AFGE supports H.R. 6800, the “HEROES Act” and urges the Senate to bring the following 9 priorities, eight of which are included in the HEROES Act with one being included in both the HEROES Act and the HEALS Act:
Even though the U.S. Citizenship and Immigration Services (USCIS) has cancelled its plan to furlough more than 13,000 of its employees, Congress still needs to provide $1.2 billion for the agency to keep our bargaining unit members on the job. This USCIS funding measure is included in both the HEROES Act and the HEALS Act. AFGE thanks members of Congress from both sides of the aisles for acknowledging that being furloughed during a global health crisis would be detrimental to workers and their ability to care for their families.
The HEROES Act would provide premium pay for employees whose duties, work setting and interaction with the public place them in danger of contracting COVID-19, and make the pay retroactive to January 27, 2020 when the national emergency went into effect.
Employees who must interact with the public, who have been quarantined, or who have been diagnosed with COVID-19 during the performance of their duties will be given a presumption that they contracted the virus at work. This will help expedite approval of workers’ compensation claims.
Requires agency leaders to allow telework for all eligible federal employees during the coronavirus pandemic. Agencies would be required to expand telework by creating incentives to increase its use and disincentives to reducing it.
The bill allocates $75 billion for coronavirus testing, contact tracing, and isolation measures, which will ensure that every American can access free coronavirus treatment.
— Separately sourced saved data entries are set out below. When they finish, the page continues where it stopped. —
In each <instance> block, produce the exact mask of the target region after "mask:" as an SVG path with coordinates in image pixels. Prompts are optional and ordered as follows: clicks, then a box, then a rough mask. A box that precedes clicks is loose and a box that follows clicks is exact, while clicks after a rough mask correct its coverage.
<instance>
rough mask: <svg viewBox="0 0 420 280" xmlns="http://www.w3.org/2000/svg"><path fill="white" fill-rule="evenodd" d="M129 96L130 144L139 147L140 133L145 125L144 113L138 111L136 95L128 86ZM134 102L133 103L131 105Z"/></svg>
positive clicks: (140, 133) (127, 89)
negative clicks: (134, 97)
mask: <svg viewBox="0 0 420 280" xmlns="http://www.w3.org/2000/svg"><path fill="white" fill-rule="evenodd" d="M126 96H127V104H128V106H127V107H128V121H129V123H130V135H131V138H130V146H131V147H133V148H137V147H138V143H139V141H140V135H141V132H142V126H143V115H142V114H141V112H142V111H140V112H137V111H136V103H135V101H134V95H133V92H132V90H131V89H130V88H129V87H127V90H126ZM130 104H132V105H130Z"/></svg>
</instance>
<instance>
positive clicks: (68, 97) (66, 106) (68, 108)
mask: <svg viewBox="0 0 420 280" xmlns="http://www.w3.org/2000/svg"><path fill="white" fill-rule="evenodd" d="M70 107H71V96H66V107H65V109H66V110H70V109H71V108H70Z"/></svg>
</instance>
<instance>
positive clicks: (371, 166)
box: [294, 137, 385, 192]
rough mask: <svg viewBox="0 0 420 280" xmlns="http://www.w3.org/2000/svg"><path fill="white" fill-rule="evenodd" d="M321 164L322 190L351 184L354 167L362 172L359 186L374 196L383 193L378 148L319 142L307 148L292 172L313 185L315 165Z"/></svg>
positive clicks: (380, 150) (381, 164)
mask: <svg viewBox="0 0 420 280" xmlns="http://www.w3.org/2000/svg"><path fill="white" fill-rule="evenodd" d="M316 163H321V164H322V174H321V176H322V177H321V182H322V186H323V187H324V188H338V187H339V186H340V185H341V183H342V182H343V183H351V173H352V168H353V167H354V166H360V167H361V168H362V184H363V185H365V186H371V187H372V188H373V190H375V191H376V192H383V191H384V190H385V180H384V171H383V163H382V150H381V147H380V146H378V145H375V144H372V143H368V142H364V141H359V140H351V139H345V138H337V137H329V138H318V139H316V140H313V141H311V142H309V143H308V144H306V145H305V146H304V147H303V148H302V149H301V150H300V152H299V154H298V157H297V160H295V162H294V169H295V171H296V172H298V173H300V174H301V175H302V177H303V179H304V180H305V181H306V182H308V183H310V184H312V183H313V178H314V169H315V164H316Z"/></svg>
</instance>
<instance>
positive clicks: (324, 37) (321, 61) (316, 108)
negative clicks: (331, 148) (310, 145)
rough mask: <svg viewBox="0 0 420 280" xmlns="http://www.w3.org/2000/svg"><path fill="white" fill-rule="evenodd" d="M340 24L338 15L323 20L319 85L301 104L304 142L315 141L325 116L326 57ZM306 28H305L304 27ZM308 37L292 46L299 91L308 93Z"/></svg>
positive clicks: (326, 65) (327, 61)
The bill amplifies production and distribution of personal protective equipment and other supplies and requires the administration to see input from labor organizations and other stakeholders.
The bill ensures that federal employees will not be excluded from the paid leave provisions previously passed by Congress and clarifies that Transportation Security Officers and health-care workers at the Department of Veterans Affairs are entitled to the additional two weeks of paid sick leave.
The bill requires the Labor Department’s Occupational Safety and Health Administration to issue a temporary standard to protect front-line employees from exposure to COVID-19.
The bill treats D.C. as a state for the purposes of funding for prevention, treatment and recovery, and makes retroactive payments under that status for funds provided in the Coronavirus Relief Fund in the Coronavirus Aid, Relief and Economic Security Act.